Блейд увидел зарево издалека, и сердце его сжалось от тяжкого предчувствия. Его отряд компактной массой обрушился на врагов, и половина их была перебита прежде, чем они сообразили, что происходит. Тогда броги начали сопротивляться, но разъяренные ристинцы, почти вдвое уступавшие им в числе, продолжали теснить их нестройные ряды к пирсам. Впрочем, численное преимущество вскоре оказалось на стороне Блейда — с правого фланга на грабителей навалилась огромная толпа женщин и подростков, вооруженных кольями, лопатами и мотыгами. Он выделил сотню бойцов, молодых и скорых на ногу, послав их налево, в обход; они должны были занять позицию на берегу и ударить в тыл отступавшего войска.

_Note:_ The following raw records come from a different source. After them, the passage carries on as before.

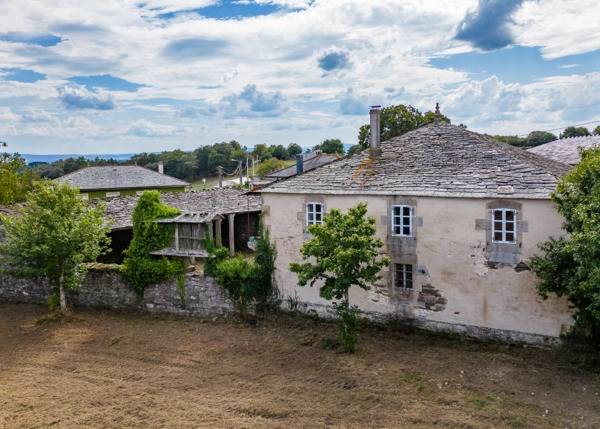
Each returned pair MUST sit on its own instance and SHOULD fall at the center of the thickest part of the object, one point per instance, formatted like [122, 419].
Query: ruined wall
[456, 286]
[104, 287]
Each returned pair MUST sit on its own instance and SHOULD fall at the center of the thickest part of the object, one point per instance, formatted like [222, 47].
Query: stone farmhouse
[119, 180]
[459, 213]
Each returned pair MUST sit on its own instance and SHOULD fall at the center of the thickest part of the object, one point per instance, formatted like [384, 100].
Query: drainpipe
[375, 149]
[299, 163]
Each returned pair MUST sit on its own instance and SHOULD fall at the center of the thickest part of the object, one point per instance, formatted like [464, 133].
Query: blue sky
[100, 77]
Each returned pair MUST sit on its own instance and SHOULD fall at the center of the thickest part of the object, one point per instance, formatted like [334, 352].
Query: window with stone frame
[402, 220]
[314, 214]
[403, 276]
[504, 226]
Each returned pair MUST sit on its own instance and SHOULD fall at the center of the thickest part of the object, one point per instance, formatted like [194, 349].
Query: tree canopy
[54, 234]
[571, 265]
[345, 253]
[395, 121]
[16, 179]
[140, 268]
[331, 146]
[574, 132]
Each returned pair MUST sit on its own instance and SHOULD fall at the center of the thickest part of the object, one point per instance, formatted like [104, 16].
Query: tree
[395, 121]
[54, 235]
[571, 265]
[574, 132]
[279, 152]
[331, 146]
[140, 268]
[15, 178]
[345, 253]
[294, 149]
[261, 152]
[536, 138]
[269, 166]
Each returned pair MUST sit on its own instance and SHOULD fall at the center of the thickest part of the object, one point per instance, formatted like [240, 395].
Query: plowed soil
[102, 369]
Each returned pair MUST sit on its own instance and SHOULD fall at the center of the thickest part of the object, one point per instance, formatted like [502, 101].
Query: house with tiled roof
[229, 215]
[119, 180]
[460, 214]
[566, 150]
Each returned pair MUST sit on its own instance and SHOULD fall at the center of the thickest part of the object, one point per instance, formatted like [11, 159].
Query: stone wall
[104, 287]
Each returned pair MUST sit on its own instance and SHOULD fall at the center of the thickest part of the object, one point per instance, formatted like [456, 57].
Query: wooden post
[218, 239]
[231, 235]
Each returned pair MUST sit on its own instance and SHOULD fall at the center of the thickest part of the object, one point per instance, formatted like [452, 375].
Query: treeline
[536, 138]
[185, 165]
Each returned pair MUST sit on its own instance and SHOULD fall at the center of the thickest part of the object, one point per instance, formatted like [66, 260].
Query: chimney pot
[299, 163]
[375, 114]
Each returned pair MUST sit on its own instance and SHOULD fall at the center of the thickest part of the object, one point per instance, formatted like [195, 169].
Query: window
[504, 226]
[403, 276]
[314, 214]
[402, 220]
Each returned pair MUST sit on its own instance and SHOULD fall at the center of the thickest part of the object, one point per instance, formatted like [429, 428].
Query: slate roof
[120, 177]
[308, 164]
[193, 205]
[566, 150]
[437, 159]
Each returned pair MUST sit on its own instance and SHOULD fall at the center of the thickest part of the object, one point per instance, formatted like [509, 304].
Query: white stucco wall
[453, 252]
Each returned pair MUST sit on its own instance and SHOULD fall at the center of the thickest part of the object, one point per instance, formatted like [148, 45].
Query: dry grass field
[101, 369]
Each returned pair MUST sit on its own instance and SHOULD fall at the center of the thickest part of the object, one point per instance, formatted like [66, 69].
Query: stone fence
[104, 287]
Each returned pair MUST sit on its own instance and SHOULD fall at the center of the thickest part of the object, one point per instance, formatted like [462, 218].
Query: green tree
[269, 166]
[294, 149]
[331, 146]
[345, 253]
[261, 152]
[140, 268]
[16, 178]
[536, 138]
[395, 121]
[574, 132]
[279, 152]
[54, 235]
[571, 265]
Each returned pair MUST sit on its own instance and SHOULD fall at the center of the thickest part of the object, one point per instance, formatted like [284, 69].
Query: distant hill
[51, 158]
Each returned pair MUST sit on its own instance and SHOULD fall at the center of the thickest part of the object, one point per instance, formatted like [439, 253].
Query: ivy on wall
[139, 268]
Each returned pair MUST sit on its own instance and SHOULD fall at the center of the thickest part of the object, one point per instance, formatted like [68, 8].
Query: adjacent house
[229, 215]
[459, 213]
[120, 180]
[566, 150]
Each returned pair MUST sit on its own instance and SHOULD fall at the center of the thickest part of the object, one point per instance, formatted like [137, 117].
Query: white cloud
[560, 27]
[144, 128]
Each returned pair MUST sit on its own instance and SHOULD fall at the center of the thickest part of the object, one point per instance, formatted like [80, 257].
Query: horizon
[101, 77]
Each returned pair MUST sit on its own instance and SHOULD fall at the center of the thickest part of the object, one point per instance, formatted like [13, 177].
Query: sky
[123, 76]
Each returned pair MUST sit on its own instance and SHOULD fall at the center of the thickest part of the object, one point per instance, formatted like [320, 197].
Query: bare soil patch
[102, 369]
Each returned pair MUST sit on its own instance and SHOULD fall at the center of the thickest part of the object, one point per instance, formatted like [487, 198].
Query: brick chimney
[299, 163]
[375, 149]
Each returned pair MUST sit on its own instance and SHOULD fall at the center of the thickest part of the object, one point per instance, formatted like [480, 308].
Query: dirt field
[99, 369]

Уже занималась заря, когда Блейд, в окружении поредевшей группы своих телохранителей, пробился к причалам. «Катрейя» чуть вздымалась на мелких волнах вверх-вниз, безучастная к резне и сваре, затеянной беспокойными двуногими существами. В первых лучах солнца блестел ее темный корпус, сверкала драгоценная резьба из дерева тум, змеи на корме гордо возносили свои клыкастые головы, на носу розовая наяда нежно прильнула к чешуйчатой шее морского чудовища. И только палуба корабля, залитая кровью, заваленная мертвыми телами, напоминала о яростном сражении, которое кипело здесь час или два назад. Каравелла тихо покачивала этот скорбный груз, словно не хотела будить навеки уснувших воинов и женщину, прильнувшую к палубному настилу у самого бушприта, рядом с деревянной морской нимфой.
Но женщина еще была жива. Она скорчилась в странной позе, подогнув ноги и вытянув далеко вперед левую руку; правая лежала под поясницей, придавленная всей тяжестью тела. Ее лицо смотрело на восток, в сторону восходящего солнца; из-под полуопущенных век медленно текли слезы, на виске билась, трепетала синяя жилка.
Блейд опустился рядом на колени.
— Катрейя…
Найла слабо вздохнула, открыла глаза. Шевельнулись бледные губы — она что-то шептала, тихо, едва слышно; кровавые пузырьки лопались в уголках рта.
— Рахи… милый… — расслышал Блейд, нагнувшись, и не сразу понял, что она говорила на айденском. — Ждала… не хотела… уходить… — ее голос прервался, и долгую минуту он слушал с замиранием сердца, стараясь уловить хотя бы звук дыхания. Потом губы девушки опять зашевелились: — Рахи… дай руку. Раки…
Блейд вытер со лба холодную испарину.
— Что… — он не мог вытолкнуть слова из пересохшей глотки.
— Больно… как больно… трудно говорить… дай руку… — он едва различал эту монотонную мольбу-причитание. Глаза Найлы блуждали, словно она не видела его.